Een veelbelovend alzheimermedicijn dat plaquevorming in de hersenen afremt, heeft geen positieve invloed op de cognitieve vermogens van patiënten met milde dementie. De vraag rijst nu of plaques wel de oorzaak van de ziekte zijn.

Plaques, klonten van het abnormale eiwit bèta-amyloïd, zijn sinds Alois Alzheimer ze ontdekte het kenmerk van de ziekte van Alzheimer. Eind november bleek echter dat solanezumab, een middel van Eli Lilly gericht tegen ophoping van bèta-amyloïd, de cognitieve functie van patiënten met een milde vorm van dementie niet noemenswaardig verbetert. Daarmee winnen critici van de ‘amyloïd-hypothese’ terrein.

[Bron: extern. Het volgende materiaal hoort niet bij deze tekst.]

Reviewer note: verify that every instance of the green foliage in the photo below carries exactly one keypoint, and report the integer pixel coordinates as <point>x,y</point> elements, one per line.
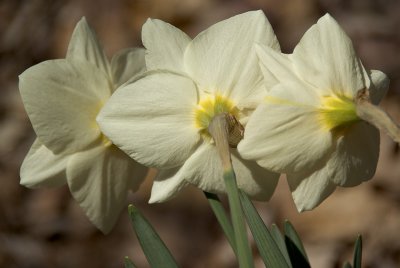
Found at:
<point>295,248</point>
<point>239,226</point>
<point>222,218</point>
<point>128,263</point>
<point>269,250</point>
<point>154,249</point>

‘Twintig jaar geleden keek iedereen je nog vreemd aan als je zei dat er geen een-op-eenrelatie is tussen plaques en dementie’, zegt Guus Smit, hoogleraar neurobiologie aan de VU in Amsterdam. Nu is het veld er volgens hem wel over eens dat plaques het pathologische kenmerk zijn, maar dat de cognitieve achteruitgang het gevolg is van een combinatie van factoren, waardoor zenuwcellen slechter gaan functioneren en afsterven. Sommige ouderen hebben hersenen vol plaques, maar zijn niet dement.

Opruimen

‘Voor een neurobioloog zijn plaques niet erg interessant. Dan ben je veel te laat. Oplossingen moeten komen van herkennen en behandelen van de heel vroege fase’, meent Smit. ‘En er zijn meer eiwitten belangrijk, zoals het tau-eiwit, dat in de zenuwcellen samenklit net als bèta-amyloïd. Beide lijken zich te gedragen als prionen (abnormaal gevouwen eiwitten die normale eiwitten aanzetten tot verkeerd vouwen, red.) en zich als een infectie door de hersenen te verspreiden.’

 

‘Er zijn meer eiwitten belangrijk’

Voordat er sprake is van plaques zwermen de bèta-amyloïdeiwitten in overmaat rond in de hersenen en plakken aan elkaar tot oligomeren van enkele eiwitten. ‘Die heten niet voor niets toxic oligomers. Ze verstoren van alles in het brein’, vertelt Smit. Zijn hoop is die eiwitten vroegtijdig aan te pakken. In alzheimermuismodellen bleek het mogelijk geheugenproblemen veroorzaakt door bèta-amyloïd, dus voordat er plaques ontstaan, te herstellen.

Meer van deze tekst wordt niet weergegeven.